Senior biologist Dr Laurence Taplin, who’s been surveying Queensland’s saltwater crocodile populations since 1984, yesterday confirmed there is no evidence that the distribution of the carnivorous reptile species is extending south.

He said the closest resident saltwater crocodile population to Brisbane is more than 500km away to the north in Rockhampton’s Fitzroy River and there’s nothing to suggest it’s been moving.

Dr Taplin is a crocodile expert who’s worked with crocodiles in Queensland since 1978 and no other authority knows the state’s saltwater crocodile population as intimately as he does.

He said he would describe the crocodile said to have been sighted off Minjerribah – an island also known as North Stradbroke Island or Straddie, 30km south-east of the Brisbane CBD – as a “vagrant”.

Dr Laurence Taplin (right), looking for crocs last year with Dr Matt Brien, program coordinator for the Queensland Parks and Wildlife Service Northern Wildlife Operation, in Rinyirru National Park, Cape York, North Queensland. Image credit: Annette Ruzicka

Lonely travellers

He likened its occurrence to that of other marine vagrants that are occasionally spotted well out of their normal distribution range.

This includes tropical marine snakes that have been reported from Victorian waters, New Zealand fur seals that have turned up on North Queensland beaches, or the walruses who were recently spotted on the UK coastline, well south of their usual Arctic habitat.

Occasionally a vagrant crocodile turns up in the Mary River, in Marybrough, 250km north of Brisbane. But these are quickly removed by authorities.

“There is certainly no evidence  of any resident or breeding crocodile population south of the Fitzroy River and that’s 500km north of Brisbane as the crow flies,” Dr Taplin said.
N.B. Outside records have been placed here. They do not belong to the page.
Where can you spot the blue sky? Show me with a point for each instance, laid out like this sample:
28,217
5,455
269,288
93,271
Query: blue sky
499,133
“Animals found south of the Fitzroy River are unquestionably vagrants that might become resident if they find a bit of suitable habitat.

Distribution area of crocodiles in Australia. Credit: Will Pringle

But they are not evidence of a southerly migration of the crocodile population or of breeding populations becoming established south of the Fitzroy River.”

If anyone does have evidence of crocodile nesting or a breeding aggregation south of the Fitzroy River it would be good to know about it.”

Not climate change related

Dr Taplin dismissed theories about climate change causing a change in crocodile distribution in Australia.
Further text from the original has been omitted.